The busbar ampacity is thick enough that relative resistance of the different positions are just noise compared to the possible resistance of the joinery between the backplanes.

Put another way the combination of the power-in and distributor means that all devices share the load equitably if configured as described.

I am planning something like this
1660495898820.png

I don't really want fuses in my system if I can avoid it, would rather have breakers trip in case of a fault.

I don't see the distributor adding anything to the above scenario?
 
I am planning something like this
View attachment 106819

I don't really want fuses in my system if I can avoid it, would rather have breakers trip in case of a fault.

I don't see the distributor adding anything to the above scenario?
I know of only one breaker I trust at 250 amps.
I don't know of any at 325 amps.

I prefer fuses except for strategic points of disconnect.
I just don't trust breakers even magnetic ones at that amperage.
I would rather replace a fuse than worry about a pitted contactor.

If it were me I would use a double pole disconnect on the pv side for each mppt instance.
The deye will have its own means of disconnect for the inverter, confirm?
The BMS probably has a means of administrative disconnect for each battery, confirm?
 
You could use 1x power-in and stick a deye on each end of the backplane and the last one on an unfused branch position.
 
I know of only one breaker I trust at 250 amps.
I don't know of any at 325 amps.

I prefer fuses except for strategic points of disconnect.
I just don't trust breakers even magnetic ones at that amperage.
I would rather replace a fuse than worry about a pitted contactor.

If it were me I would use a double pole disconnect on the pv side for each mppt instance.
The deye will have its own means of disconnect for the inverter, confirm?
The BMS probably has a means of administrative disconnect for each battery, confirm?

Why wouldn't I trust rated equiptment to do what it's rated for?

We are not talking pv side right now, just batteries :)
The inverter has a manual switch for PV
The BMS has a disconnect in case of +215A hitting it and a shutoff function.

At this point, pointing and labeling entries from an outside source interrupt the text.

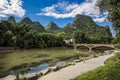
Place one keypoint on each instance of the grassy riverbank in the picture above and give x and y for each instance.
(110, 71)
(22, 60)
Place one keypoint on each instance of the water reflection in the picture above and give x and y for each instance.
(39, 68)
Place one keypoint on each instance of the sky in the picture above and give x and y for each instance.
(59, 11)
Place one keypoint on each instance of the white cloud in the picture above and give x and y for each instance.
(11, 7)
(65, 10)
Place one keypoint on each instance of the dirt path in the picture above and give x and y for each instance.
(77, 69)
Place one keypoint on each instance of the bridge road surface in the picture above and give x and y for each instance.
(77, 69)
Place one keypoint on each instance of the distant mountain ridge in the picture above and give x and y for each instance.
(51, 27)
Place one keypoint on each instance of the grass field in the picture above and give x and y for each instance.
(22, 60)
(110, 71)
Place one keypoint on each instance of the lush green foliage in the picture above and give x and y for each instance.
(110, 71)
(82, 37)
(113, 9)
(28, 34)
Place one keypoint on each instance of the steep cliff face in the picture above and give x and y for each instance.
(11, 19)
(26, 20)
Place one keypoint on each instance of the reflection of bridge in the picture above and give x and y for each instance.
(91, 46)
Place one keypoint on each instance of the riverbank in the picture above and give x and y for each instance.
(73, 70)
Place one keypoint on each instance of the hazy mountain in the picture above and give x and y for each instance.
(26, 20)
(86, 24)
(33, 25)
(11, 19)
(37, 26)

Idk if the shutoff will protect it though, not counting on it
 
You could use 1x power-in and stick a deye on each end of the backplane and the last one on an unfused branch position.
If you're talking about using this as a connection it probably wont fly as it's not inside the enclosure

I don't mind getting 2.

1660497333514.png
 
Its commonly done.
If you are concerned, cover with heat shrink or Kapton tape.

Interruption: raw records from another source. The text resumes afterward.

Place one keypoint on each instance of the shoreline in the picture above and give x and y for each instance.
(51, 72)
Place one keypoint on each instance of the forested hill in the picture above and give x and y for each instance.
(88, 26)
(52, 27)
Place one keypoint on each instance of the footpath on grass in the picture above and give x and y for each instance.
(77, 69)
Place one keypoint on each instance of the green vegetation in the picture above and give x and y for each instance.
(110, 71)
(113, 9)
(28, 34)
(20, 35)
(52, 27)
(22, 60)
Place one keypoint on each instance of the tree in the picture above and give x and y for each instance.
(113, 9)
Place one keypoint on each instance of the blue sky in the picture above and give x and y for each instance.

Danish regulations is quite different from US I believe. I'll be buying 2 and doing it "right". 200$ is nothing in the grand solution. I just didn't wan't to pay through my nose for encased copperbars with a few bolts on them.
 
Why wouldn't I trust rated equiptment to do what it's rated for?
I can't answer for you but I've seen videos that show how even reputable rated breakers get pitted at that amperage.
Once they are pitted they are more likely to weld shut.

We are not talking pv side right now, just batteries :)
The pv side disconnect de energizes the pv side of the panel which serves as a means of disconnect for the bat side.
The solar charge controller is a load at that point.
The inverter has a manual switch for PV
Cool there is your means of disconnect.
The BMS has a disconnect in case of +215A hitting it and a shutoff function. Idk if the shutoff will protect it though, not counting on it
Doesn't it have a way to administratively open the charge and discharge fets?